Pela primeira vez, Kiko ia ficar sozinho em casa. Os donos iam estar fora durante 15 dias, deixando uma pessoa encarregada de ir lá a casa todos os dias, apenas para lhe dar de comer e soltá-lo durante umas horas. Bastou a primeira semana de ausência para que o animal, normalmente com um espírito hiperativo, deixasse praticamente de comer e nem nas horas que lhe abriam a porta para um passeio ele saía da casota. Os especialistas dão a este comportamento um nome: síndrome da ansiedade de separação, que acontece quando um animal, neste caso um cão, vê quebrado o contacto constante que está habituado a ter com o dono.

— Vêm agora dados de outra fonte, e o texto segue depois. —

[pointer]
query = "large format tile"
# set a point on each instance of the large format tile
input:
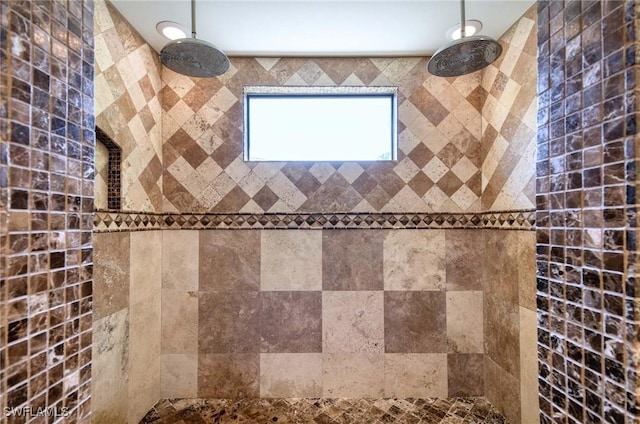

Os sintomas – uivar, urinar em locais inapropriados, ter comportamentos destrutivos e falta de apetite – podem, muitas vezes, registar um crescendo que transforma a síndrome numa depressão. Nesses casos, o cão pode também isolar–se, estar mais sensível ao toque e mais irritadiço.
O alerta chegou no ano passado com a divulgação de um estudo que ligava a vida agitada do dono ao sofrimento do animal. Um grupo de veterinários suíços reuniu dados suficientes para dizer que muitos cães no país começaram a sofrer de burnout canino e fadiga crónica, devido ao impacto que a vida agitada do dono tem sobre eles.
A confirmação chegou esta semana com um outro estudo, desta vez feito no Reino Unido, que se aventura na divulgação de números. Assim, e segundo a investigação, mais de um em cada quatro cães estão deprimidos devido à solidão a que ficam entregues no dia a dia. Usando como amostra 31 500 donos de animais de estimação ligados ao PDSA, um serviço veterinário gratuito, chegou-se à conclusão de que 465 desses animais nunca são levados à rua para um passeio. Se alargarmos a amostra a um nível mais global, é possível concluir que mais de 2,3 milhões de cães são deixados sozinhos por cinco horas ou mais, quando a recomendação dos profissionais dá as quatro horas como limite máximo.
Os veterinários envolvidos na pesquisa relembram a importância do contacto com outros cães e com o exterior, até porque falamos de animais naturalmente sociáveis. “Estas conclusões são preocupantes, principalmente quando vemos que as pessoas acham aceitável deixar um cão sozinho durante tanto tempo”, explica a veterinária Vicki Larkham-Jones. Além disso, a profissional, que esteve à frente da pesquisa, garante que mais de 50% dos veterinários britânicos admitem que têm notado um aumento, nos últimos dois anos, de casos de eutanásia relacionados com problemas comportamentais.
Perceber emoções
Se estes estudos eram já suficientes para que o olhar sobre o animal que temos em casa seja mais humanizado, há uma outra investigação paralela que aumenta ainda mais a ligação entre animal e dono. Recentemente, um estudo feito pela bióloga Natalia de Souza Albuquerque, do Instituto de Psicologia da Universidade de São Paulo, comprovou o que antes era apenas uma suspeita: os animais conseguem, além de diferenciar, reconhecer expressões emocionais de raiva e alegria tanto em seres humanos como noutros cães.
Se, inicialmente, a capacidade de reconhecer emoções era supostamente monopolizada pelos seres humanos, prova-se agora que também os animais têm esse poder. Se os primatas conseguem fazê–lo, mas apenas entre si, os cães são capazes de reconhecer emoções entre si e noutras espécies.
De acordo com a investigadora, os resultados das experiências mostram que os cães conseguiram reconhecer de forma quase perfeita as expressões de raiva e alegria. No entanto, esta capacidade é ainda mais eficaz quando têm de reconhecer as expressões de outros cães. Natália Albuquerque conclui assim que esta é uma habilidade que deve ter sido trabalhada ao longo dos anos, permitindo a estes animais uma melhor interação com os seres humanos, identificando as pessoas que são mais ou menos amigáveis.